İBRAHİM FAİK BAYAV
Kur’an, müslümanların ”kitabımız” dediği kitaptır. 600’lü yıllarda Arabistan insanlarına gelmişse de yüzyıllar ötesine ışık tutan ‘cihanşümul’ kitap olarak bilinir. insanların kolay anlayamayacağı sırları içinde barındırır. Bakalım:
Duhan Suresi’nin 30’ncu ayeti şöyle: ”Ve lakad necceynâ benî isrâile min el azâbi’l-mühîn”.
‘Beni İsrail’ olarak vasıflandırılanlar bizim peygamber bildiğimiz Hz. Yakub’un soyudur. Ayet yüzyıllar öncesi tarihteki bir olaydan bahsediyor gibidir.

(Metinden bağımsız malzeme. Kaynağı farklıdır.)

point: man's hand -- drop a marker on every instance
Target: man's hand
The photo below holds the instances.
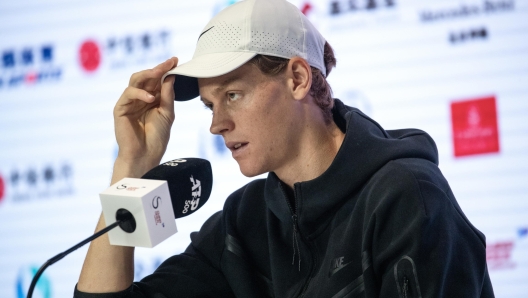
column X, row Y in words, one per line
column 143, row 117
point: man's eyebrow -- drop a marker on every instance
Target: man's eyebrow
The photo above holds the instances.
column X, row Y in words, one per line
column 205, row 101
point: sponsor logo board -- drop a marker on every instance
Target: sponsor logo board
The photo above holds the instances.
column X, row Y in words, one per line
column 474, row 126
column 28, row 65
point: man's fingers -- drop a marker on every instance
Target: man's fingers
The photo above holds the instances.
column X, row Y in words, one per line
column 132, row 94
column 149, row 78
column 167, row 97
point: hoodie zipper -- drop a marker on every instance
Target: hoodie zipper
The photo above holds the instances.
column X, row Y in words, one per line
column 296, row 239
column 405, row 287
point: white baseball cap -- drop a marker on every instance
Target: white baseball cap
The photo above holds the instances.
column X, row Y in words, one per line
column 242, row 31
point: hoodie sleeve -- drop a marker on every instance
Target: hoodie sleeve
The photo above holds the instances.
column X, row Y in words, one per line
column 194, row 273
column 421, row 243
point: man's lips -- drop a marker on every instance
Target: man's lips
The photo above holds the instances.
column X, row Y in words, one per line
column 234, row 146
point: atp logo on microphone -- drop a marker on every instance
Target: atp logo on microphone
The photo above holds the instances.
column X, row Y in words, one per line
column 156, row 203
column 174, row 162
column 196, row 192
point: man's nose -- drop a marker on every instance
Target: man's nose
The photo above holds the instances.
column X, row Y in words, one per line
column 221, row 122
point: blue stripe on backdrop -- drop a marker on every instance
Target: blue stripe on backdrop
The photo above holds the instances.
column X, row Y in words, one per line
column 63, row 65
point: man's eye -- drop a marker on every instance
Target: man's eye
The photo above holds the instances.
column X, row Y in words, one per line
column 233, row 96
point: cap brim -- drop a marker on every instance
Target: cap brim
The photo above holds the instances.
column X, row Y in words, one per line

Lakin yüzyıllar sonrasındaki oluşacak olayı da 600’lü yıllardaki insanlara imaen bildirmektedir.
Ayette diyor ki; İsrail’in soyundan olanları mühin azabın içinden çekip aldık.
Mühin: Küçülten, basit gösteren, değersiz eden, toplumda istenilmeyen duruma getiren demektir.
Azab: ‘mühin’ sıfatının ezikliği-bitikliği içinde yaşamak zorunda kalınmasıdır.
Hz. Yakub’un on iki çocuğunun Filistin’de kurdukları Yahudiye ve İsrail devletlerinin yıkılışından sonra, İsrailoğulları dünyanın dört bir yanına dağılmışlardı. Bir kısmı İspanya’ya yerleşti. Endülüs Emevilerinin sayesinde geliştiler, İspanya’yı cazibe haline getirdiler.
İspanya’da Müslümanların idaresi 14’ncü yüzyılda zayıflamaya başladı. İspanya, Katoliklerin idaresine geçiyordu. O andan itibaren İspanya İsrailoğulları için cehenneme dönüşmeye başladı. İsrail’in çocukları, Yahudilik inancından çıkıp hıristiyanlık inancına dönmeye zorlanıyor, o tarafa dönseler bile ‘domuz’ (konverso) diye anılmaktan kurtulamıyordu. 1478 yılında İspanyol engizisyonu, hem Yahudilikte kalanlar için, hem Hıristiyanlığa geçip ‘domuz’ sıfatıyla anılanlar için infaz kararı aldı. 1491 yılının sonunda ‘ELHAMRA KARARNAMESİ’ çıkarıldı. Bu kararname ile İsrail’in çocuklarının, mallarını mülklerini olduğu yerde bırakarak dört ay içinde İspanya’yı terk etmeleri istendi.
Ayette anılan ‘azabi mühin’ böyle bir şeydi işte.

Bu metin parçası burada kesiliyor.